Протяжный страдающий крик, крик младенца, крик повредившегося в уме человека, делаясь понемногу слабее, выдыхался, умирал… Окостенело разинут рот. Запрокинутая в пыль голова, слипшиеся, перекрученные колтуном волосы посерели белым прахом.
– Алексей, – терпеливо сказала княжна, когда крик утих, – я в храм божий еду. Что же ты не дашь мне пройти?
Со скоморошьей резвостью юродивый вдруг ожил, перекинул тощее тело и сел, зазвеневши цепью; на исполосованной царапинами спине его чернела окровавленная заноза.
– Проходи!
Но Евдокия уже не совладала с собой, губки обиженно изогнулись. Не жест и не слово ее задели – шутовская живость, в которой и при самом ревностном смирении трудно было признать нечто нравоучительное.
Она подумала, кивнула с важной гримаской, как бы соглашаясь все же принять и это – в качестве особой заслуги, и повернулась к саням. Холопы стали разбиваться на пары. Поскольку Алексей после кратковременной живости снова оцепенел, приходилось его обходить, расталкивая зевак. Тронулась телега, подобрав рукава, принял узду верховой малый, тряхнул головой, чтобы отбросить севшую на глаза шапку, принялся покрикивать и нахлестывать, забирая под забор на кучу окаменевшей глины. Телега клонилась, девки с визгом хватались друг за дружку.
Зрители начали расходиться. Разносчик с ушатом на голове, напрягаясь, обеими руками, подвинул ношу и, вспомнив дело, заспешил.
Однако не далеко ушел: резким выпадом Алексей подбил его под ноги, точно кочергой зацепил, и разносчик клюнул носом, опрокидываясь, – рассыпавшаяся было толпа вздрогнула. Расплескивая воду, ушат треснул оземь, хлынула блистающая рыба, лещи колотили в грязи хвостами. Все развалилось, лишившись даже подобия порядка и благочиния: откатился ушат, отдельно валялись колпак, наголовная кожаная подушечка под груз, и даже медливший подниматься человек, казалось, не мог согласовать разобщено двигавшиеся члены
Только с юродивым ничего не произошло. Он не удивился оглушительному успеху своей выходки и не особенно вообще любопытствовал, что там у него получилось.
Словно разломленный на части, разносчик отделился от мостовой и принялся с излишней тщательностью стряхивать с бороды песок. Неподготовленная к шутке толпа смеялась растеряно. Не понимал, действительно ли все так смешно и разносчик, мордатый малый в выцветшем зипуне.
– Пошел! Пошел! – слышался досадливый голос княжны. Лошади вытянулись в цепь, вершник щелкал плетью, взвизгнули поводья.
Но Алексей не собирался пускать дело на самотек. Он цапнул ближайшего леща, двумя руками ухватил его за скользкий хвост и развернулся метнуть – толпа ахнула. Пущенная в сторону саней рыба вспорхнула и шмякнула о круп лошади, которая так и подскочила в по-человечески понятном испуге. Рыбы порхали одна за другой, лошади храпели, вздымаясь на дыбы, беспомощно мотался вершник, сани заскользили на кучу глины и опрокинулись, вываливая ворохом содержимое – то есть княжну Евдокию. Растеряв все достигнутое тяжкими трудами смирения, княжна орала благим матом.

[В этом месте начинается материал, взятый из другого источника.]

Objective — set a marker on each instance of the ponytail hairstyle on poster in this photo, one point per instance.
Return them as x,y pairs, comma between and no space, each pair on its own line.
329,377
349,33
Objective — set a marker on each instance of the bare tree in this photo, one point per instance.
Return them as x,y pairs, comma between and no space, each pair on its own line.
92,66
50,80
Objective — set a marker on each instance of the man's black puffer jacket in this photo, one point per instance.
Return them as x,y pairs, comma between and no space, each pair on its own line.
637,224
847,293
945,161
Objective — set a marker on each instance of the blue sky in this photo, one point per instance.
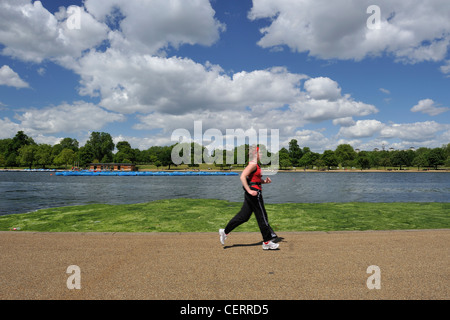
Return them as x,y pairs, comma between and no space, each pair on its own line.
314,70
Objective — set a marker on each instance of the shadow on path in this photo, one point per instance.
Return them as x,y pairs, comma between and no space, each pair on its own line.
278,239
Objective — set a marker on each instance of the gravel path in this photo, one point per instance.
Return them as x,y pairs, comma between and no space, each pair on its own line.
173,266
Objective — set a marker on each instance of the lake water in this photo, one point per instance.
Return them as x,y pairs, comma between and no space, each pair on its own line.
28,191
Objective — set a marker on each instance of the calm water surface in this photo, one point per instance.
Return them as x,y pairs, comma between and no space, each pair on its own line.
29,191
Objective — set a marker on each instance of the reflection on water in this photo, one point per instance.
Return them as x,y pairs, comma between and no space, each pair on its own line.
28,191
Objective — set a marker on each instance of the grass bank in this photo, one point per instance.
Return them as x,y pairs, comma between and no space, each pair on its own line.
200,215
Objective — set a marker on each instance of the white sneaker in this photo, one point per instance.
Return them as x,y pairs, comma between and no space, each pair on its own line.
223,236
270,245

Принимая визг своей госпожи за прямой призыв к действию, холопы кинулись на Алексея с батогами и обратили в бегство – юродивый вопил и подпрыгивал шутом при каждом ударе. Увлекая с собой толпу, орава покатилась к реке.
Холопы однако недолго тешились – бросили жертву, как только начали различать ропот и взволнованное дыхание Алексеевых почитателей.